Der Ex-Trainer eines Weimarer Sportvereins muss ins Gefängnis. Foto: dpa-Zentralbild

Der Landessportbund zeichnete ihn mit einer Ehrennadel aus, doch von seiner dunklen Seite will niemand etwas bemerkt haben: Über Jahre hat ein Trainer in einem Weimarer Sportverein minderjährige Turnerinnen sexuell missbraucht. Nun fiel im Prozess das Urteil.

Erfurt - Wegen jahrelangen sexuellen Missbrauchs junger Turnerinnen ist ein Ex-Trainer eines Weimarer Sportvereins zu einer Gefängnisstrafe verurteilt worden. Die Jugendkammer des Landgerichts Erfurt verhängte gegen den 31-Jährigen am Montag eine Haftstrafe von drei Jahren und acht Monaten. Der Mann, der ein Geständnis abgelegt hatte, wurde in 82 Fällen für schuldig befunden, davon in einem Fall auch wegen Nötigung. In neun Fällen waren die Opfer jünger als 14 Jahre. Angeklagt war der Missbrauch von 15 Turnerinnen. Das Gericht sieht auch eine Mitverantwortung des Vereins dafür, dass die Taten jahrelang unentdeckt blieben.

So wurde das Urteil begründet

„Man hat so oft die Augen nicht verschlossen, sondern zugekniffen“, sagte die Vorsitzende Richterin Sabine Rathemacher in der Urteilsbegründung, bei der neben vier als Nebenklägerinnen auftretenden Opfern auch der Vorsitzende des Sportvereins im Gerichtssaal saß. Niemand von den anderen Trainern habe sich gewundert, dass der junge Mann bei den Hilfestellungen für die Mädchen an den Turngeräten engen Körperkontakt suchte, dass er mit ihnen in der Turnhalle übernachtete und mit ihnen in die Sauna ging.

Auch nach Hinweisen einer Mutter an andere Trainer sei nichts passiert - wohl auch, weil der Trainer dem Verein die erwünschten Erfolge geliefert habe, etwa vom Landessportbund ausgezeichnet wurde. Er habe eine „gewisse Narrenfreiheit im Verein“ genossen, sagte die Richterin. Für manches Opfer sei die Trainingsgruppe der einzige Freundeskreis gewesen, diese Vertrauensstellung hat der 31-Jährige laut Gericht mit „Manipulation bis zur Perfektion“ ausgenutzt.
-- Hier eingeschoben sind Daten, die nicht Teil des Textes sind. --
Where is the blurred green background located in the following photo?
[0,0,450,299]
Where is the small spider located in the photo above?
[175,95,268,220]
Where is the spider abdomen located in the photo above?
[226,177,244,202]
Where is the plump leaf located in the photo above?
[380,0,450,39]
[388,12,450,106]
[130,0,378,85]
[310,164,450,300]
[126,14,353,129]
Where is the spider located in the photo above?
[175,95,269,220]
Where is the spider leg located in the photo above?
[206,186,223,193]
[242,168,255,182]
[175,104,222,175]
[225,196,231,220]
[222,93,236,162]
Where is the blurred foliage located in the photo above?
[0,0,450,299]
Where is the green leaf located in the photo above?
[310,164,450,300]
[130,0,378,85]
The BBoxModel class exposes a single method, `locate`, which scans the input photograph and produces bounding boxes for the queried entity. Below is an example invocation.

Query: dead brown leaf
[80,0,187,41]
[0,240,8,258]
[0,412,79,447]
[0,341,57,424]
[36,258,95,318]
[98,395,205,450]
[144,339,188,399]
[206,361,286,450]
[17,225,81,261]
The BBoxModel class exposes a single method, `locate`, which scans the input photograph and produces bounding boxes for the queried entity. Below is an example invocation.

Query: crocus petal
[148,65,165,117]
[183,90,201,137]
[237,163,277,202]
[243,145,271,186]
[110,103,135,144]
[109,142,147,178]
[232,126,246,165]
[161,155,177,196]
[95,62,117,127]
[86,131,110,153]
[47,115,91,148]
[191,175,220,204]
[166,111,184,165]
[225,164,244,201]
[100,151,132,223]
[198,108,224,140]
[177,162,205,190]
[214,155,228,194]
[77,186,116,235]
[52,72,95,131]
So kam der Fall ins Rollen

Den Fall ins Rollen gebracht hatte eine Turnerin in der Trainingsgruppe, nachdem sie laut Gericht von Kontakten des Trainers zu einem weiteren Opfer erfahren hatte. Sie erstattete Anfang 2016 Strafanzeige. Das zog weitere Anzeigen zu den Vorfällen zwischen 2007 und 2015 nach sich. Seit August hatte die Jugendkammer unter Ausschluss der Öffentlichkeit verhandelt.

Vertreter der als Nebenklägerinnen auftretenden Opfer zeigten sich unzufrieden mit dem Strafmaß. Es sei deutlich zu gering, sagte Anwältin Anne Prestrich. Weil das Verfahren sich zwei Jahre hinzog, wurde dem Mann noch im Gerichtssaal ein Monat der verkündeten Haftstrafe erlassen. Zu seinen Gunsten wirkte sich zudem aus, dass er nicht vorbestraft ist und geständig war. Das Urteil ist noch nicht rechtskräftig.